Researchers have been studying the connection between trauma and addiction in order to understand why so many drug and alcohol abusers have histories of traumatic experiences. Data from over 17,000 patients in Kaiser Permanente’s Adverse Childhood Experiences study indicate that a child who experiences four or more traumatic events is five times more likely to become an alcoholic, 60% more likely to become obese, and up to 46 times more likely to become an injection-drug user than the general population. Other studies have found similar connections between childhood trauma and addiction, and studies by the Veterans Administration have led to estimates that between 35-75% of veterans with PTSD abuse drugs and alcohol.
The reasons behind this common co-occurrence of addiction and trauma are complex. For one thing, some people struggling to manage the effects of trauma in their lives may turn to drugs and alcohol to self-medicate. PTSD symptoms like agitation, hypersensitivity to loud noises or sudden movements, depression, social withdrawal and insomnia may seem more manageable through the use of sedating or stimulating drugs depending on the symptom. However, addiction soon becomes yet another problem in the trauma survivor’s life. Before long, the “cure” no longer works and causes far more pain to an already suffering person.
Other possible reasons addiction and trauma are often found together include the theory that a substance abuser’s lifestyle puts him/her in harm’s way more often than that of a non-addicted person. Unsavory acquaintances, dangerous neighborhoods, impaired driving, and other aspects commonly associated with drug and alcohol abuse may indeed predispose substance abusers to being traumatized by crime, accidents, violence and abuse.

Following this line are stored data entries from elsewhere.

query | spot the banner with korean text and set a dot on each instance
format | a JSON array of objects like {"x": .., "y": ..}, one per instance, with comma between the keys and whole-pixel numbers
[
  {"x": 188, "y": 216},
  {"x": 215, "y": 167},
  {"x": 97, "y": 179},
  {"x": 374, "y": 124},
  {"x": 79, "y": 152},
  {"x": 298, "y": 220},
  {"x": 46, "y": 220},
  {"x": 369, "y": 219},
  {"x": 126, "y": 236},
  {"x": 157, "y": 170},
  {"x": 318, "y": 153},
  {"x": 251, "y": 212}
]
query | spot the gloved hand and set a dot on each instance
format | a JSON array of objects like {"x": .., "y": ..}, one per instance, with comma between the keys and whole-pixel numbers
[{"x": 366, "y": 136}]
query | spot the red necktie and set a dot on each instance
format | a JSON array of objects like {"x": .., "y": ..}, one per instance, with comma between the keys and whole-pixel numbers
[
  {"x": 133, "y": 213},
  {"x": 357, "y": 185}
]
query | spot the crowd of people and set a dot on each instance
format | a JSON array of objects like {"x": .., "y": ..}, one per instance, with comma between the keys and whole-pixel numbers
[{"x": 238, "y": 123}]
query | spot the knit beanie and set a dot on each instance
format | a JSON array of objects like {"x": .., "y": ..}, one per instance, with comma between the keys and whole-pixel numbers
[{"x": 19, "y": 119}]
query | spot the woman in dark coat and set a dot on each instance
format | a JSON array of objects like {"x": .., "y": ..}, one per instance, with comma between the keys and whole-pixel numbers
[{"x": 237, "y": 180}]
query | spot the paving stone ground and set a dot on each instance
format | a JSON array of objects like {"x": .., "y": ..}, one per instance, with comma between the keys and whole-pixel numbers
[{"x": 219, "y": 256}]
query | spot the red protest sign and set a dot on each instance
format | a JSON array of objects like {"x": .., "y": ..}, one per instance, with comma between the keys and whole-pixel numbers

There may also be a genetic component linking people prone toward PTSD and those with addictive tendencies, although no definitive conclusion has been made by research so far.
First Things First
Sometimes, years of self-medicating through drugs and alcohol have effectively dulled the memory of trauma, so the only problem seems to be substance abuse and addiction. A person who has suppressed or ignored traumatic experiences may work very hard to get and stay sober, only to find other addictive behaviors eventually replacing the drugs and alcohol. These might include compulsive overeating, gambling, sexual promiscuity, or any other compulsion-driven behavior. Unfortunately, continuing to avoid resolution of trauma will almost guarantee ongoing suffering.
However, dealing with traumatic experiences is challenging work. Under the influence of drugs and alcohol, it is a nearly impossible task. That is why therapists always recommend working first on recovery from drug addiction and alcoholism. Then, when the trauma survivor is stronger and more clear-minded, he/she can begin working with a therapist in individual or group counseling to address the underlying problem of unresolved trauma. Specific treatment modalities have been developed for people suffering long-term effects after traumatic experiences, including trauma-focused therapies, PTSD Intervention, Body Psychotherapy which targets the physiological response to trauma, and medications for depression and anxiety.
Considering the frequent link between trauma and addiction, anyone working on recovery from substance abuse and addiction could benefit from an assessment by a skilled therapist, to determine if there are underlying issues that should be addressed and to devise an appropriate, individualized treatment plan. Many effective therapies are available, including group and individual counseling, PTSD Intervention, and medications when needed. The best approach is always to work first on living a sober life, then on resolving past trauma and learning positive coping skills, thereby breaking the trauma-addiction connection and finding a better life all around.